REVIEW: The Girl on the Train, People's Theatre
Journey into the unknown
The theatre loves a train story (The Railway Children and Brief Encounter were both staged here quite recently) but don’t we all? It’s the world in microcosm thundering fleetingly through other worlds, other lives.
What a spur to the imagination, assuming (as one must these days) that the imagination is roaming free and not manacled to some technological ‘device’.
Paul Hawkins’s novel, with its brilliant title and premise, sold by the million after publication in 2015. The film, with Emily Blunt as the girl on the train, followed hot on its heels and a Hindi-language version came in its wake.
The stage adaptation by Rachel Wagstaff and Duncan Abel premiered professionally in Leeds in 2018, the North East’s Jill Halfpenny cast in the leading role of Rachel Watson.
And all of this I have managed to avoid, though not deliberately. It’s just one of those things.

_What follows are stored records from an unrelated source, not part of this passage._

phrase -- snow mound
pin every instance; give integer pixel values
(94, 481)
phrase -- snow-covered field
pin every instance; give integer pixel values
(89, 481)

Therefore, I came to director Sam Sanford’s People’s Theatre production knowing only that the story hinged on what a young woman saw from the train on her daily commute… and that she had what you might call issues.
And what a blessing! I didn’t know who did it, or ‘whodunit’ as they say in theatre. And since this is, for all its psychological overtones, essentially a whodunit, a mid-year treat for fans of the January ‘Agatha’, I was able to test my amateur sleuthing skills from the stalls.
No spoilers here… but what is there, you might ask, for the many – possibly the majority - who must know already whodunit because they’ve imbibed both book and film (perhaps both films if truly committed)?
Well, it’s another incredibly handsome People’s production. First class, actually.
I wonder, are the set designers in some kind of competition?
Stewart Dives gets the credit for this one and he’s certainly a contender because the tunnel affair which greets us – like a great skeletal ribcage – brilliantly evokes both the seedy underpass where a crime might be committed and Rachel’s mind when it enters its periodic fugue state.
Similarly, the use of gauze screens is devilishly clever, meaning remembered encounters and conversations can be manifested in real time, performed by actors behind a distancing haze rather than boringly related.
And then there are the performances.
Principally, there’s a stand-out turn by Kate Plass as a lissome Rachel, recently divorced from Tom, intensely lonely and burdened by a sense of failure, Tom’s new wife Anna having given him the baby she (Rachel) couldn’t.
Symbolising her predicament is the mattress centre stage, a bed Tracey Emin might once have considered quite tidy but soiled by the detritus of a frequently sozzled existence.
Plass has clearly embraced the role, whether ‘out of it’ (comatose on that bed) or frenetic, tortured by her sightings of the girl she comes to know as Megan (Lauren Urmson) and the final glimpse of her in what appears to be a compromising position.
Rachel gets sucked into a murder investigation led by stolid Detective Inspector Gaskill (Mark Buckley) who comments wryly on her “party for one” on seeing her singleton’s sleeping arrangement.
Is she victim or perpetrator? The story, choreographed with impressive movement throughout, twists and turns. Tom Watson (Sam Hinton) can’t seem to get Rachel out of his head or his life, to the consternation of Anna (Ellie-Brooke Adamson).
The same might be said of Rachel. But she also inveigles her way into the lives of Megan’s ex, Scott (Tom Kelly), and former therapist, Kamal Abdic (Callum Mawston).
Megan’s depressing story emerges in dribs and drabs but it’s Rachel you really feel for, battered by circumstance, desperate not to be doubted but often doubting herself.
And after all the tension and violence (this is not a tale for the faint-hearted) comes a sort of uplifting ending. And following that, on opening night, came a response - whoops and noisy applause - which speaks for itself.
The Girl on the Train runs until Saturday, July 18. Tickets from the People’s Theatre website.